ATLANTA, Georgia, USA, June 3, 2025 — In a groundbreaking interview published today in the peer-reviewed journal Psychedelics, Dr. Deanna M. Kaplan unveils an innovative leap in clinical science through the integration of voice technology and artificial intelligence. As an Assistant Professor at Emory University School of Medicine and Director of Health Technologies for Spiritual Health at Emory Healthcare, Dr. Kaplan has pioneered novel methods to decode the nuances of human experience in everyday life, challenging conventional boundaries of psychological research.
Dr. Kaplan’s career trajectory is as unconventional as it is inspiring. From a foundation in journalism to her rigorous training as a clinical psychologist, her work is a testament to the power of interdisciplinary thinking. The genesis of her research focus lies in personal observations—specifically, witnessing her mother’s journey coping with chronic pain caused by a connective tissue disorder unveiled significant limitations in clinical assessment tools. Traditional research often occurs in controlled laboratory settings, failing to capture the intricate ebb and flow of symptoms and emotions experienced in real-world contexts, a discrepancy Dr.
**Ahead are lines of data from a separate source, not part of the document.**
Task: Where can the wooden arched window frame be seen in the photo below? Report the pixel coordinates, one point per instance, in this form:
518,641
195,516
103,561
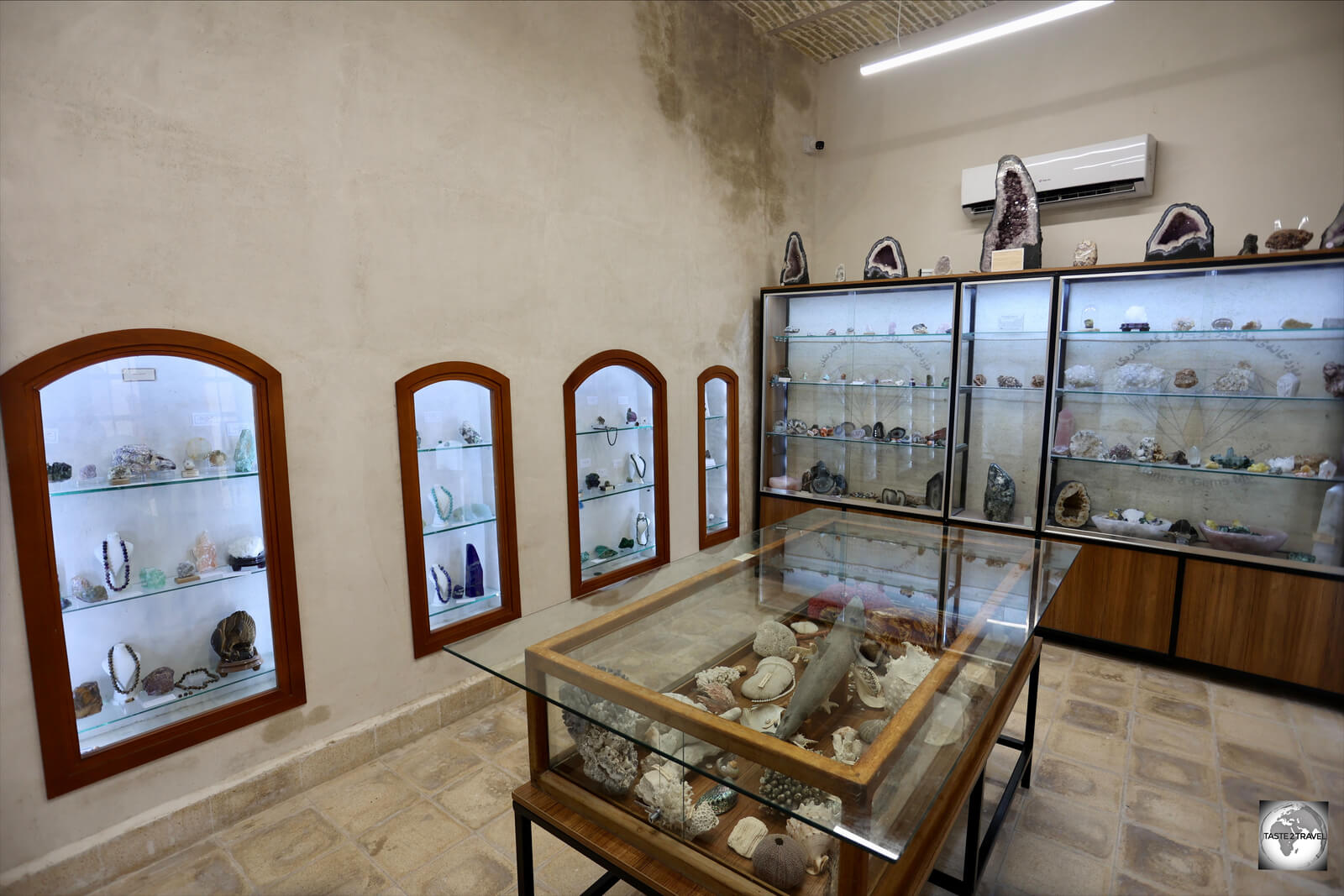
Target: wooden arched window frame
726,466
658,441
427,636
64,765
Kaplan set out to address.
Her engagement with silent meditation retreats further galvanized her inquiry, prompting a critical question: do the transformative experiences gained in controlled spiritual environments manifest authentically in the fabric of daily living? This curiosity propelled her to pursue doctoral studies under the mentorship of Dr. Matthias Mehl at the University of Arizona, a luminary in ambulatory assessment—an approach that embraces participants’ lived realities through real-time data collection.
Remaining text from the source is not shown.